No dia seguinte, Daniel pegou o primeiro ônibus para o Centro, às 5h10min, vestindo chinelo de dedo porque nem tênis tinha. Tão baixinho que precisava subir em uma caixa de ameixa para alcançar a balança de pesar a mercadoria, ele se deslumbrava com o tamanho do mercado.
– Um dia fui no banheiro e me perdi. Levei um tempão pra me encontrar – diverte-se.
Justino Ligabue, 60 anos, quem ensinou o ofício a Daniel, só elogia o ex-colega, que recebeu o apelido de Cebolinha quando cortou o cabelo na tentativa de se livrar dos piolhos.
– Era muito esperto e queria aprender – recorda Justino. – É um guri que... Ou melhor, agora é um homem nota 10.
Daniel trabalhou 24 anos na banca 26. Recebeu uma proposta de emprego há 10 anos, e desde então está a alguns metros ao lado, na Banca do Holandês. Seu mantra como vendedor é tratar todos os clientes com igualdade. Ainda mais em um ambiente que, como ele gosta de lembrar, vende cachaça de R$ 2 e também champanhe de R$ 2 mil.

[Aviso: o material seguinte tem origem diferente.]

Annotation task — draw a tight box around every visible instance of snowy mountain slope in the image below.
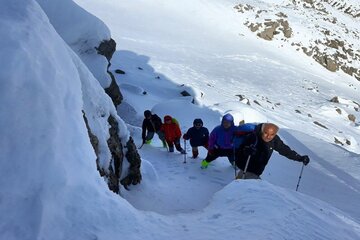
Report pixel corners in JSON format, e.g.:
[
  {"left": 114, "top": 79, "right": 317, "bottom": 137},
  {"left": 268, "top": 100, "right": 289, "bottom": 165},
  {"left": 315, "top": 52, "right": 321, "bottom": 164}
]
[
  {"left": 75, "top": 0, "right": 360, "bottom": 221},
  {"left": 235, "top": 0, "right": 360, "bottom": 79},
  {"left": 1, "top": 0, "right": 360, "bottom": 239},
  {"left": 76, "top": 0, "right": 360, "bottom": 155},
  {"left": 36, "top": 0, "right": 112, "bottom": 88}
]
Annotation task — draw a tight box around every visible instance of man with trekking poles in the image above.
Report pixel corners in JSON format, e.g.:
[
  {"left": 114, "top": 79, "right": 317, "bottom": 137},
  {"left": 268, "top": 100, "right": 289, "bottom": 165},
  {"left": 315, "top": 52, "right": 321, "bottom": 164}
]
[{"left": 235, "top": 123, "right": 310, "bottom": 180}]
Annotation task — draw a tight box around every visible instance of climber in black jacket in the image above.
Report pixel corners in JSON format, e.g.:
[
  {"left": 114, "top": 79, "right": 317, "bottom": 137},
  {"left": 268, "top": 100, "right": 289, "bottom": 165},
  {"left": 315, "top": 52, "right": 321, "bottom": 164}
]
[
  {"left": 142, "top": 110, "right": 166, "bottom": 147},
  {"left": 235, "top": 123, "right": 310, "bottom": 179}
]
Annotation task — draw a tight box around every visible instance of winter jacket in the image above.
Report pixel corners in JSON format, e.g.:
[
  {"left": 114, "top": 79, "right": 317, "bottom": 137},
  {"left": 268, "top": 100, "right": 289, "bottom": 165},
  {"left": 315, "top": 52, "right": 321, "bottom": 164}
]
[
  {"left": 208, "top": 125, "right": 237, "bottom": 150},
  {"left": 161, "top": 116, "right": 182, "bottom": 142},
  {"left": 235, "top": 124, "right": 303, "bottom": 176},
  {"left": 142, "top": 114, "right": 162, "bottom": 140},
  {"left": 183, "top": 127, "right": 209, "bottom": 147}
]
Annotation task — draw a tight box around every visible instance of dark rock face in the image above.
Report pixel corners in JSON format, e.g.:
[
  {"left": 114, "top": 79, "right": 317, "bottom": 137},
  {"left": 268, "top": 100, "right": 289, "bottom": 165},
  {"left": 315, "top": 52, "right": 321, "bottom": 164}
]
[
  {"left": 95, "top": 38, "right": 116, "bottom": 62},
  {"left": 96, "top": 38, "right": 123, "bottom": 107},
  {"left": 83, "top": 112, "right": 142, "bottom": 194},
  {"left": 106, "top": 115, "right": 124, "bottom": 194},
  {"left": 105, "top": 71, "right": 123, "bottom": 106},
  {"left": 121, "top": 137, "right": 142, "bottom": 190}
]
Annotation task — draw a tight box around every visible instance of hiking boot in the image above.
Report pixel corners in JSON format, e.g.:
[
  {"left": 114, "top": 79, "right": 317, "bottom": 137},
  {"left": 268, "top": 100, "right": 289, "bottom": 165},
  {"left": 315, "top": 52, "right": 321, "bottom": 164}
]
[
  {"left": 192, "top": 149, "right": 199, "bottom": 159},
  {"left": 201, "top": 160, "right": 209, "bottom": 169},
  {"left": 169, "top": 146, "right": 174, "bottom": 152}
]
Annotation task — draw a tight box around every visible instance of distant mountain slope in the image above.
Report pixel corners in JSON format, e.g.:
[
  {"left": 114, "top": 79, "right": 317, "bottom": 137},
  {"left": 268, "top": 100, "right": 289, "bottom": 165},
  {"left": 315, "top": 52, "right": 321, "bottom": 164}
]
[{"left": 235, "top": 0, "right": 360, "bottom": 80}]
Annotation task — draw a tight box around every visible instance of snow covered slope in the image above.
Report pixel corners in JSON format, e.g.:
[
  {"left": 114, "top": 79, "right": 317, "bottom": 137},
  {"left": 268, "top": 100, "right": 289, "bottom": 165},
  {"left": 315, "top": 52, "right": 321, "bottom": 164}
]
[{"left": 1, "top": 0, "right": 360, "bottom": 239}]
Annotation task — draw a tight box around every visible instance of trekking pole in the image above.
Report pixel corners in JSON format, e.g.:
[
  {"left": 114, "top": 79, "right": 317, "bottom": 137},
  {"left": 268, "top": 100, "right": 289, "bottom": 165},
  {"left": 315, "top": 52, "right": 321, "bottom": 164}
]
[
  {"left": 138, "top": 142, "right": 145, "bottom": 149},
  {"left": 296, "top": 164, "right": 305, "bottom": 191},
  {"left": 233, "top": 145, "right": 237, "bottom": 179},
  {"left": 183, "top": 139, "right": 187, "bottom": 163},
  {"left": 242, "top": 155, "right": 251, "bottom": 179}
]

– Atendo a todos com o mesmo carinho – garante.
Questionado sobre as técnicas de abordagem, diz que não deixa de dar "bom dia". Ele jura que já conseguiu vender apenas por ter cumprimentado alguém. Se o cliente tiver tempo para um dedo de prosa, então, Daniel não decepciona. O publicitário Leonardo Bach, 30 anos, atesta:
– De vez em quando, não venho comprar na banca, mas paro para conversar. Ele tem um astral bom.
Se alguém testa seus conhecimentos sobre bacalhau, Daniel anima-se em mostrar o que aprendeu lendo sobre o assunto e ouvindo os clientes com atenção:
– O bacalhau mais famoso é o Gadus morhua, o principal da linha norueguesa. Só que ele tem três primos, da Noruega também. Tem o Brosmius brosme, que é conhecido no Brasil como Zarbo, o Pollachius virens, que é o Saithe, e o Molva molva, que é o Ling.
Salientando que já fez "milhares de amigos" ali, o vendedor de bacalhau vê o Mercado Público como uma casa. Em parte porque levou metade da casa para lá: a filha trabalha na banca 19, o filho, na 38, o genro e um irmão na banca 12, outros dois irmãos na 26. Ele diz que o trabalho estruturou sua família:
– Eu fui de uma vida paupérrima a uma vida confortável. Não faltou nada para os meus cinco filhos, mas eu tento não deixá-los esquecer do que eu passei.
Quando dá 19h30min, e o Mercado fecha suas portas, Daniel pega o ônibus de volta para a Vila Safira, onde mora até hoje. Se tiver sorte, sua esposa preparou bacalhau ao molho branco para o jantar.